BentallGreenOak
- Trade name: BGO
- Type: Subsidiary
- Industry: Private equity real estate
- Founded: July 1, 2019; 7 years ago
- Headquarters: Miami, U.S.;
- Number of locations: 25 offices
- Key people: Sonny Kalsi (Co-CEO); John Carrafiell (Co-CEO); Amy Price (President);
- AUM: US $86 billion (March 31, 2025)
- Number of employees: 1,400 (2025)
- Parent: Sun Life Financial
- Website: www.bgo.com

= BentallGreenOak =

Real estate investment firm

BentallGreenOak (branded as BGO) is a real estate investment firm headquartered in Miami, U.S. The firm is the real estate subsidiary of Sun Life Financial. It is considered one of the largest real estate investment firms in North America.
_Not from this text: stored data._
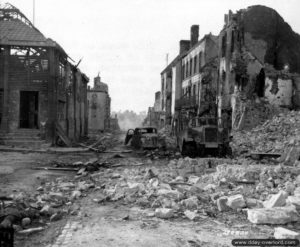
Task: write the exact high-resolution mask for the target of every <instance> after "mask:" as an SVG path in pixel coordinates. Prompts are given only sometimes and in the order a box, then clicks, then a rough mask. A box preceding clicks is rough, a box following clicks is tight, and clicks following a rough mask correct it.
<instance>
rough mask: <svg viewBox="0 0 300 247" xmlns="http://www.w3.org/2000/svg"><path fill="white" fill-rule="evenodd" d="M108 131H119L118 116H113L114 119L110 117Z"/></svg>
mask: <svg viewBox="0 0 300 247" xmlns="http://www.w3.org/2000/svg"><path fill="white" fill-rule="evenodd" d="M110 130H113V131H114V130H120V125H119V120H118V115H117V114H115V116H114V117H112V116H111V117H110Z"/></svg>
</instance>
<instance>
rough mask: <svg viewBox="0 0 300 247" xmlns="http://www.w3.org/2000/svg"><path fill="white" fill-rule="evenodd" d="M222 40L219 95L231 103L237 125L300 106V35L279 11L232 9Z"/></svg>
mask: <svg viewBox="0 0 300 247" xmlns="http://www.w3.org/2000/svg"><path fill="white" fill-rule="evenodd" d="M219 39H220V40H219V44H220V52H219V57H220V66H219V67H220V72H219V73H220V76H219V77H220V84H221V88H220V89H219V92H220V94H221V95H219V97H222V102H223V104H222V107H223V108H222V110H224V109H226V107H228V105H229V104H230V108H231V110H232V127H233V129H244V128H253V127H255V126H256V125H257V124H259V123H260V122H262V121H264V120H266V119H267V118H270V117H272V116H273V115H274V114H275V113H278V111H280V109H282V108H288V109H299V107H300V91H299V88H300V79H299V73H300V49H299V47H300V35H299V34H297V33H295V32H294V31H293V30H292V29H291V27H290V26H289V25H288V24H287V23H286V22H285V21H284V20H283V18H282V17H281V16H280V15H279V14H278V13H277V12H276V11H275V10H273V9H271V8H268V7H265V6H261V5H256V6H251V7H249V8H247V9H243V10H240V11H238V12H237V13H236V14H232V12H231V11H229V14H228V15H225V27H224V29H223V30H222V31H221V33H220V38H219ZM271 108H276V109H271ZM270 109H271V110H270ZM258 118H259V119H258Z"/></svg>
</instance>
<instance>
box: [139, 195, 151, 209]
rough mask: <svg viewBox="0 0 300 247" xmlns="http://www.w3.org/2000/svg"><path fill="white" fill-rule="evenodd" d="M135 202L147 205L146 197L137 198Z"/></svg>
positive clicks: (145, 206)
mask: <svg viewBox="0 0 300 247" xmlns="http://www.w3.org/2000/svg"><path fill="white" fill-rule="evenodd" d="M136 203H137V204H138V205H139V206H141V207H147V206H149V201H148V200H147V198H144V197H141V198H139V199H137V201H136Z"/></svg>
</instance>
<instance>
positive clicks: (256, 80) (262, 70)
mask: <svg viewBox="0 0 300 247" xmlns="http://www.w3.org/2000/svg"><path fill="white" fill-rule="evenodd" d="M265 79H266V77H265V71H264V69H261V70H260V72H259V74H258V75H257V77H256V83H255V93H256V94H257V96H258V97H264V96H265Z"/></svg>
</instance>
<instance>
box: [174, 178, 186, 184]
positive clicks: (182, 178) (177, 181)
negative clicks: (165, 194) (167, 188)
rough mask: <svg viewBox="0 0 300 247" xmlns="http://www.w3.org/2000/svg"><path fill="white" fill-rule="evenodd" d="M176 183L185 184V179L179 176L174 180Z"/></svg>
mask: <svg viewBox="0 0 300 247" xmlns="http://www.w3.org/2000/svg"><path fill="white" fill-rule="evenodd" d="M174 182H177V183H183V182H184V178H183V177H181V176H177V177H176V178H175V179H174Z"/></svg>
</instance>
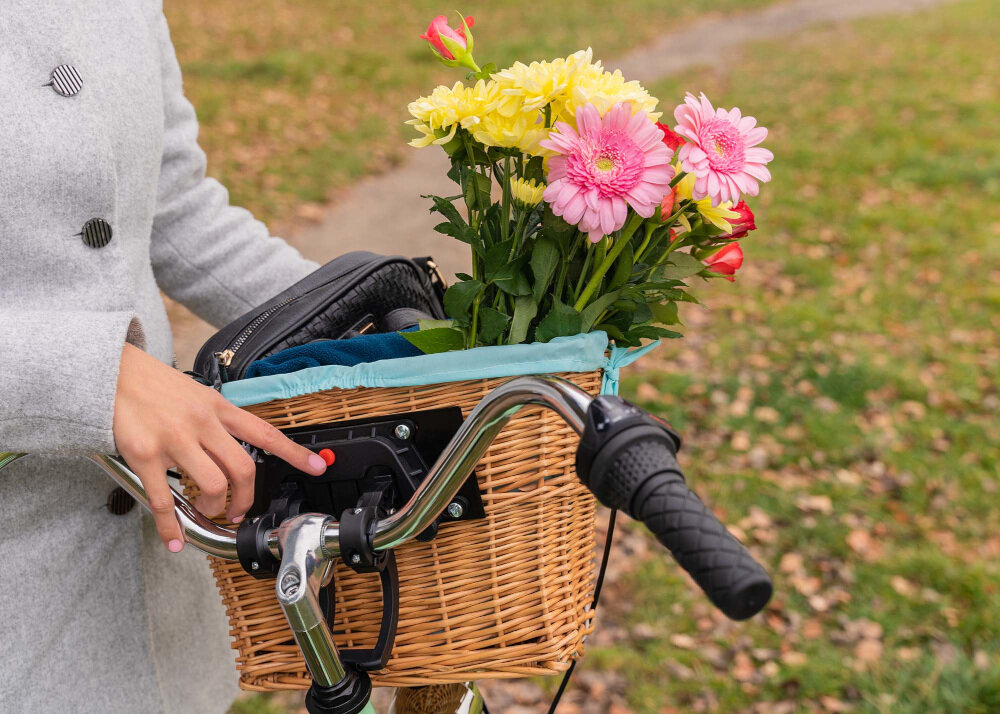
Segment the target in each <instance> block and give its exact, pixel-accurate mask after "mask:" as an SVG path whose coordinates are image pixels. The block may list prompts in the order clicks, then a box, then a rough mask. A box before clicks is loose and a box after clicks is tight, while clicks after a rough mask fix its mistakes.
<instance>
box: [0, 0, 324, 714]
mask: <svg viewBox="0 0 1000 714" xmlns="http://www.w3.org/2000/svg"><path fill="white" fill-rule="evenodd" d="M56 68H60V69H59V70H58V71H55V70H56ZM197 134H198V125H197V121H196V119H195V113H194V110H193V109H192V107H191V105H190V104H189V103H188V102H187V101H186V100H185V98H184V95H183V92H182V88H181V73H180V69H179V67H178V63H177V59H176V58H175V55H174V50H173V46H172V44H171V41H170V36H169V32H168V29H167V24H166V20H165V18H164V16H163V13H162V8H161V0H113V1H111V0H3V1H2V2H0V451H3V450H9V451H24V452H30V453H32V454H43V456H31V457H28V458H25V459H22V460H21V461H19V462H17V463H15V464H13V465H12V466H10V467H8V468H7V469H5V470H3V471H0V712H3V713H4V714H8V713H10V714H22V713H24V712H101V713H102V714H115V713H118V712H121V713H122V714H125V713H128V714H138V713H141V714H155V713H158V712H178V713H183V714H197V713H199V712H206V713H209V712H210V713H212V714H219V713H220V712H224V711H225V710H226V708H227V707H228V705H229V703H230V702H231V700H232V698H233V696H234V694H235V692H236V689H235V681H236V676H235V672H236V670H235V666H234V654H233V651H232V650H231V649H230V646H229V637H228V628H227V624H226V622H225V618H224V613H223V611H222V608H221V605H220V602H219V598H218V595H217V593H216V592H215V589H214V586H213V584H212V582H211V578H210V575H209V571H208V567H207V565H206V563H205V560H204V558H203V557H202V556H201V555H200V554H198V553H197V552H196V551H194V549H192V548H186V549H185V551H184V552H183V553H181V554H180V555H176V556H175V555H171V554H170V553H168V552H167V551H166V549H165V548H163V546H162V545H161V544H160V541H159V539H158V538H157V537H156V534H155V531H154V530H153V528H152V525H151V523H150V522H149V520H148V518H146V517H145V516H144V515H143V514H142V513H140V511H141V509H139V508H135V509H133V510H132V511H131V512H130V513H128V514H126V515H124V516H117V515H113V514H112V513H111V512H109V510H108V509H107V507H106V501H107V498H108V494H109V492H110V491H111V490H112V487H113V484H112V482H111V481H110V480H108V479H107V477H105V476H104V475H103V474H102V473H101V472H99V471H97V470H96V468H95V467H93V466H90V465H88V462H85V461H82V460H81V459H80V458H79V454H81V453H86V452H94V451H97V452H113V451H114V449H115V445H114V439H113V436H112V429H111V427H112V416H113V410H114V395H115V388H116V381H117V374H118V366H119V360H120V354H121V350H122V346H123V344H124V343H125V342H126V341H128V342H131V343H132V344H135V345H137V346H140V347H142V348H144V349H145V350H147V351H148V352H149V353H150V354H152V355H155V356H156V357H158V358H159V359H161V360H163V361H164V362H168V363H169V362H170V361H171V359H172V348H171V335H170V328H169V325H168V323H167V317H166V314H165V311H164V305H163V302H162V300H161V297H160V292H159V290H160V289H162V290H163V291H165V292H166V293H167V294H168V295H170V296H172V297H173V298H175V299H176V300H178V301H180V302H181V303H183V304H185V305H187V306H189V307H191V308H192V309H193V310H194V311H195V312H196V313H198V314H199V315H201V316H202V317H204V318H205V319H207V320H209V321H210V322H213V323H216V324H223V323H225V322H227V321H229V320H231V319H232V318H234V317H236V316H238V315H239V314H241V313H242V312H244V311H246V310H248V309H250V308H251V307H253V306H254V305H255V304H257V303H259V302H261V301H263V300H265V299H267V298H268V297H270V296H271V295H273V294H275V293H276V292H278V291H280V290H282V289H284V288H285V287H287V286H288V285H290V284H291V283H293V282H295V281H296V280H298V279H300V278H302V277H304V276H305V275H306V274H308V273H309V272H310V271H312V270H313V269H314V268H315V265H314V264H313V263H310V262H309V261H306V260H304V259H303V258H302V257H300V256H299V254H298V253H297V252H296V251H294V250H293V249H292V248H290V247H289V246H287V245H286V244H285V243H284V242H282V241H281V240H279V239H276V238H272V237H270V236H269V234H268V232H267V230H266V229H265V227H264V226H263V225H262V224H261V223H259V222H257V221H255V220H254V219H253V217H252V216H251V215H250V214H249V213H247V212H246V211H244V210H242V209H239V208H234V207H230V206H229V201H228V195H227V193H226V191H225V189H224V188H223V187H222V186H221V185H219V184H218V183H217V182H215V181H213V180H211V179H207V178H205V157H204V154H203V153H202V151H201V150H200V149H199V148H198V144H197ZM94 219H99V220H94ZM109 239H110V240H109Z"/></svg>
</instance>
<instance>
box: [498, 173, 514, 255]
mask: <svg viewBox="0 0 1000 714" xmlns="http://www.w3.org/2000/svg"><path fill="white" fill-rule="evenodd" d="M502 211H503V220H502V221H500V242H501V243H502V242H503V241H505V240H507V238H508V236H510V157H509V156H504V157H503V203H502ZM514 242H515V243H516V242H517V236H514ZM511 257H513V256H511Z"/></svg>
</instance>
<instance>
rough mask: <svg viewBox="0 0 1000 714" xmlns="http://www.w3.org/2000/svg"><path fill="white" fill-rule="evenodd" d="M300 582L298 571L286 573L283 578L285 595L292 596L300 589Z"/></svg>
mask: <svg viewBox="0 0 1000 714" xmlns="http://www.w3.org/2000/svg"><path fill="white" fill-rule="evenodd" d="M300 582H301V581H300V580H299V576H298V573H285V577H283V578H282V579H281V592H282V593H283V594H284V596H285V597H292V596H293V595H295V593H297V592H298V591H299V583H300Z"/></svg>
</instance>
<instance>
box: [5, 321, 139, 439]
mask: <svg viewBox="0 0 1000 714" xmlns="http://www.w3.org/2000/svg"><path fill="white" fill-rule="evenodd" d="M126 342H130V343H132V344H134V345H135V346H137V347H139V348H142V347H144V346H145V340H144V337H143V334H142V327H141V325H140V323H139V320H138V319H137V318H136V316H135V315H134V314H132V313H129V312H93V311H73V310H66V311H53V310H38V311H33V310H18V309H11V308H3V307H0V451H19V452H26V453H33V454H82V453H87V452H94V451H98V452H101V453H106V454H111V453H114V452H115V440H114V436H113V434H112V423H113V419H114V406H115V392H116V391H117V387H118V368H119V365H120V364H121V354H122V347H123V346H124V345H125V343H126Z"/></svg>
Bentall Kennedy and GreenOak Real Estate merged to form BentallGreenOak in 2019. In 2022, the firm was ranked by PERE (under Private Equity International) as the seventh largest Private Equity Real Estate firm based on total fundraising over the most recent five-year period. In 2025, it rose to fourth place in the same ranking.

== History ==

Bentall Kennedy and GreenOak Real Estate merged to form BentallGreenOak in 2019.

Bentall Kennedy was a Canadian real estate investment firm that was a subsidiary of Sun Life Financial and GreenOak Real Estate was an American private equity real estate firm established in 2010 with its seed capital being provided by the Tetragon Financial Group.

In 2019, Sun Life Financial acquired a 56% stake in GreenOak Real Estate by paying $195 million in cash. Then Sun Life merged the two firms to form BentallGreenOak. Bentall Kennedy's CEO, Gary Whitelaw became CEO of the new entity.

In 2020, Whitelaw retired from his position as CEO and was replaced by GreenOak Real Estate co-founders, Sonny Kalsi and John Carrafiell, who are currently serving as co-CEOs.

In February 2023, it was reported that BGO has been building its US commercial real estate lending platform.

In September 2023, BGO introduced move-in-ready offices for SME tenants seeking flexibility in hybrid work arrangements.

In September 2024, BGO stated that while the commercial-property market had hit the bottom and would start to recover, the office sector would still have challenges due to a shift in tenant demand.

In May 2025, BGO raised $4.6 billion on its BGO Asia Fund IV targeting Japan making it the largest fund at that time. This came as a surprise to some as the firm was based in the US. It was suggested reasons included better returns and wanting to diversify beyond the US due to geopolitical factors.

== Investments ==

- 1250 René-Lévesque
- KPMG Tower
- North Hill Centre
- Richardson Building
- Sun Life Centre
- St. Vital Centre
- The Tenor
- Apple Campus 3
== Legal actions ==

East End Capital and a pair of Australian investors filed a lawsuit against BentallGreenOak after they pulled out from a deal to purchase a Miami office tower. The court ruled in favour of BentallGreenOak in 2021, resulting in East End Capital's side being required to pay back a $5.5 million deposit.